Bought all this from my sister's-friend's-father. $35 total. (The son got the Hassy)

Voigtlander Perkeo 1 6x6, I shot a roll through it and was perfect.




Kodak Brownie 127




And yet another (I have 22 in the collection,well....23) B&H 8mm camera, this one Model 172




GE Type PR-1 Meter




Assorted lot of paper, all from the mid-70's. And a couple of gray cards.


----------



## Derrel (Sep 8, 2015)

Ohhhhhh! I have several of those Hasselblad booklets as seen in your last photo, including aerial, close-up, and wildlife. The one they released on *Composing in Square Format* is especially Hasselblad-y!
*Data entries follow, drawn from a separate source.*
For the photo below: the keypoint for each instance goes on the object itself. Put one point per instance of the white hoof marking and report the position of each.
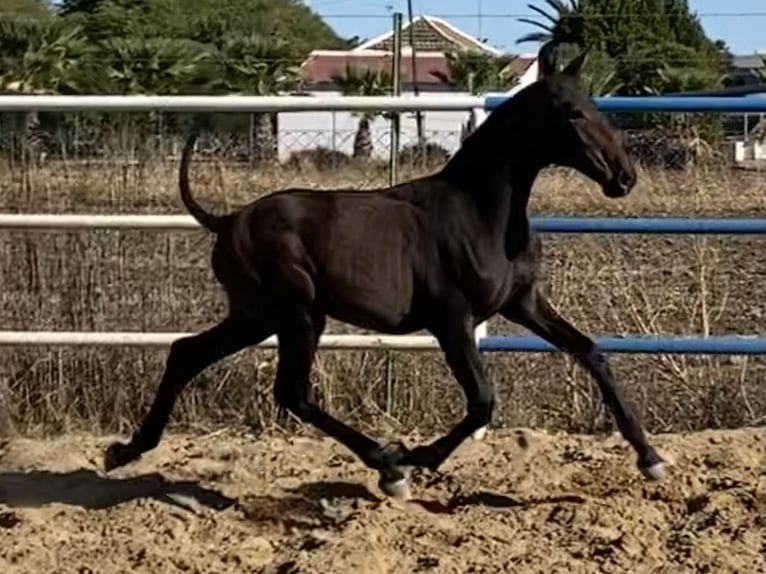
(656, 472)
(399, 489)
(479, 434)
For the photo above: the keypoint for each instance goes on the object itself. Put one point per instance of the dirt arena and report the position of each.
(519, 501)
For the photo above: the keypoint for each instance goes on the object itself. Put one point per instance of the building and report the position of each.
(433, 39)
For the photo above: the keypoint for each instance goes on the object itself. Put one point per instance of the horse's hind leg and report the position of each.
(298, 340)
(456, 338)
(534, 311)
(188, 357)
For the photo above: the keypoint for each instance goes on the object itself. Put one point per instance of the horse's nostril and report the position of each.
(624, 179)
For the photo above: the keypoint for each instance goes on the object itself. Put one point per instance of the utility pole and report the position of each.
(415, 88)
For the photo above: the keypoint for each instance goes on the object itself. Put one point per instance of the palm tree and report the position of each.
(259, 66)
(563, 34)
(162, 66)
(357, 81)
(152, 65)
(39, 55)
(599, 76)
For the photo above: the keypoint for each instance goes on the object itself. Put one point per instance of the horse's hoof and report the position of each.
(399, 489)
(394, 478)
(655, 472)
(479, 434)
(117, 455)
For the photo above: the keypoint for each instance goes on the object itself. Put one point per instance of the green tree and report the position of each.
(259, 66)
(358, 81)
(206, 21)
(152, 65)
(35, 8)
(653, 43)
(39, 55)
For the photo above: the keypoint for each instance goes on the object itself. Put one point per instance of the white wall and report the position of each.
(335, 130)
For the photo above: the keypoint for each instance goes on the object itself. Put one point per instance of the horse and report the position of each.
(442, 253)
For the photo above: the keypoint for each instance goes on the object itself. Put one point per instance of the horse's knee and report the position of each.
(302, 407)
(482, 407)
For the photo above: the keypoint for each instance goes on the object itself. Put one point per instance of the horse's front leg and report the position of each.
(533, 311)
(455, 333)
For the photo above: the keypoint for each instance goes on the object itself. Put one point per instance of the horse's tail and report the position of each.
(208, 220)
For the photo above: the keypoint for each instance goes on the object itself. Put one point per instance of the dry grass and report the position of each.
(161, 281)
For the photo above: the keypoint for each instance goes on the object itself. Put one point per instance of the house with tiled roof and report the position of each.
(434, 38)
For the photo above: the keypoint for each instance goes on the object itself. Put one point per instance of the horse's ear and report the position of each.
(546, 60)
(574, 68)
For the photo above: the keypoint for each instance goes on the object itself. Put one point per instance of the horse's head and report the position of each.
(570, 131)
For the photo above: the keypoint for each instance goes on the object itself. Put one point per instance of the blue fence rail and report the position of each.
(683, 345)
(679, 345)
(651, 225)
(754, 103)
(729, 345)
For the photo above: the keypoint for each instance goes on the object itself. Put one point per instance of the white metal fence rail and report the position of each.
(136, 103)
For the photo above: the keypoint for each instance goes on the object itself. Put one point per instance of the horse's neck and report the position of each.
(497, 180)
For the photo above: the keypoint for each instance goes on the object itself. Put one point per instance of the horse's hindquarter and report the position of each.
(364, 260)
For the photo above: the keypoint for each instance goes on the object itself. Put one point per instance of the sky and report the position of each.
(739, 23)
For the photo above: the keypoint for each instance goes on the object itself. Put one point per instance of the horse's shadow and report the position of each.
(88, 489)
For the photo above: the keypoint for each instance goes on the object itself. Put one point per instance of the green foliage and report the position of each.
(152, 65)
(655, 45)
(42, 55)
(254, 65)
(36, 8)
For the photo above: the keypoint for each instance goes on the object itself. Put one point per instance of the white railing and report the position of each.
(137, 103)
(234, 103)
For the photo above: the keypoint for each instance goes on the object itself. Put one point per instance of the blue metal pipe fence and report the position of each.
(735, 345)
(754, 103)
(650, 225)
(681, 345)
(684, 345)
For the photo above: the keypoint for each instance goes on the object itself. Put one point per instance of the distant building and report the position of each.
(433, 39)
(744, 69)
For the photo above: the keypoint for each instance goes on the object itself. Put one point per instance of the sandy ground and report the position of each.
(519, 501)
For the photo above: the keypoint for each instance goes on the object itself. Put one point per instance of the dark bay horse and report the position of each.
(442, 253)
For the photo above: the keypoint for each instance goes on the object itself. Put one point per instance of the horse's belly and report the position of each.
(368, 291)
Those little booklets really were wonderful. Congratulations on some nifty ephemera and the hard goods too. Sure do love the look of the Voigtlander folder. I have a soft spot for cameras that top out at  (a stated) 1/200 second!


----------



## webestang64 (Sep 13, 2015)

A few pis from the Voigt.....


----------



## Derrel (Sep 13, 2015)

Looks like the VOigtlander's lens is still okay and not hazed up or anything awful. Damnit...now I want a medium format rollfilm folder!


----------



## webestang64 (Sep 14, 2015)

Go for it.....I use 3 of them......


----------